Earlier this year, Schneider built PowerPlay into its hosted Supply Chain Integrator application, giving its clients the opportunity to do their own data analysis. Supply Chain Integrator lets them see what shipments are in transit, expected delivery times, and invoice and payment status. They can analyze 24 months of historical shipping and billing data and judge how efficiently Schneider is managing their shipping operations.

Some companies say it makes sense to share the data they gather on their suppliers with those same companies-Ford Motor Co. is doing that, with the aim of improving quality control. Since 1992, Ford has collected information about product-quality problems in an IBM DB2 database known as the Common Quality Indicator System. The information comes from 30 different sources, including dealers, warranty reports, and customer complaints. It's analyzed using Focus business-intelligence software from Information Builders Inc. Ford is developing an application for Web Focus, the Web version of Information Builders' Focus software, to provide Ford's suppliers with limited access to the database. That will let the companies that supply Ford with everything from alternators to xenon lights analyze data and identify quality-related problems with their products.

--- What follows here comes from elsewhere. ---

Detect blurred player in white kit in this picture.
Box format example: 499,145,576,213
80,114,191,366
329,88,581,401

Suppliers "need this data as much as Ford engineers do," says Tom Foster, who manages the database system. Work on the application will begin early next year; he expects several suppliers to use the system on a trial basis by the end of the first quarter.

Consumer electronics retailer Best Buy Co. early this year also launched a Web application that lets suppliers check their performance. It's an extension of an analytical application the company developed last year that tracks and grades suppliers on their ability to correctly fill orders and ship merchandise on time.

Last year, the Eden Prairie, Minn., retailer told suppliers they would be charged for costs resulting from late or botched orders, says IS leader Randy Mattran. That incentive has resulted in a tremendous improvement in vendor performance, Mattran says, and in multimillion-dollar savings for Best Buy in the last year. "Our business competitiveness comes from our ability to manage costs, and that comes from our ability to manage the supply chain," he says.

Best Buy developed its application on MicroStrategy Inc.'s business-intelligence platform. The applications run with a 3.5-terabyte Oracle data warehouse and data-processing software from Informatica Corp.

Businesses are walking an increasingly fine line as they seek the right balance within their supply-chain operations. While they must operate in a lean-and-mean fashion, they also have to be flexible enough to respond to unexpected interruptions in the chain, whether it's a problem with a single supplier or a major disruption such as the repercussions that followed the Sept. 11 terrorist attacks. The growing arsenal of business-intelligence tools for analyzing supply-chain operations should help managers get the information they need to make the right decisions.